Mexico announced restrictions on non-essential travel across its southern border with Guatemala and Belize. The Foreign Ministry said tourists and recreational travelers would not be allowed to cross into Mexico through the southern border.

But people who were crossing the border on business, or for educational or health care purposes would be allowed to do so. The measure will go into effect on Friday. The foreign ministry said it would "implement health control measures in the north and south of the country" in a tweet.

Paraguayan opposition lawmakers have failed to impeach President Mario Abdo over the government's handling of the pandemic after the motion fell well below the threshold of votes needed to formally begin the process.

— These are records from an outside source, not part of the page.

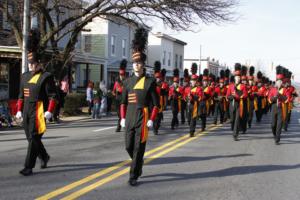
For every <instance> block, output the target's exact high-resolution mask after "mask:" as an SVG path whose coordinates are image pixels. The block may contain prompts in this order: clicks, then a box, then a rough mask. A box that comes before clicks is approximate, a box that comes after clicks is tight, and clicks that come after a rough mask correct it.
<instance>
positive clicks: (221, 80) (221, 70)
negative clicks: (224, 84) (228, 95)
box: [219, 70, 225, 83]
mask: <svg viewBox="0 0 300 200" xmlns="http://www.w3.org/2000/svg"><path fill="white" fill-rule="evenodd" d="M224 78H225V71H224V70H221V71H220V78H219V82H220V83H224V81H225V79H224Z"/></svg>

The country has seen fierce protests in recent weeks as new cases have spiked in the country, which has put hospitals on the brink of collapse.

Middle East

Syria will take its first delivery of vaccines from the COVAX program within the next few weeks, the World Health Organization's top official for Syria told Reuters on Wednesday. 

The first shipment will be from a consignment of one million AstraZeneca doses from the Serum Institute India. The COVAX program aims to inoculate nearly 20% of Syria's population by the end of the year.

Intensive care beds for COVID-19 patients in Damascus, Syria were completely full, a health ministry official said. It is the first such announcement from the ministry since the pandemic began.

Ministry official Tawfiq Hassab said that some patients have been transferred to other provinces, according to remarks carried by state news agency SANA.


The Japanese government's advisory panel has approved a plan to let the state of emergency expire in the Tokyo area, as scheduled on March 21. Despite this, the capital's governor has warned citizens not to let down their guard in order to fend off any potential resurgence in infections.

India has reported its highest caseload in more than three months, with the state of Maharashtra contributing two-thirds of Thursday's 35,871 new infections. Coronavirus-related deaths rose by 172.


Australia's population has declined for the first time in more than a century as pandemic-induced border closures stemmed the flow of overseas migrants. The drop in population was because of this, rather than COVID-related deaths, in a country where strict measures have resulted in the virus largely being stamped out.

The Australian Bureau of Statistics demography director, Phil Browning, said: "The last time we saw population decline was the year to December 1916, during World War I."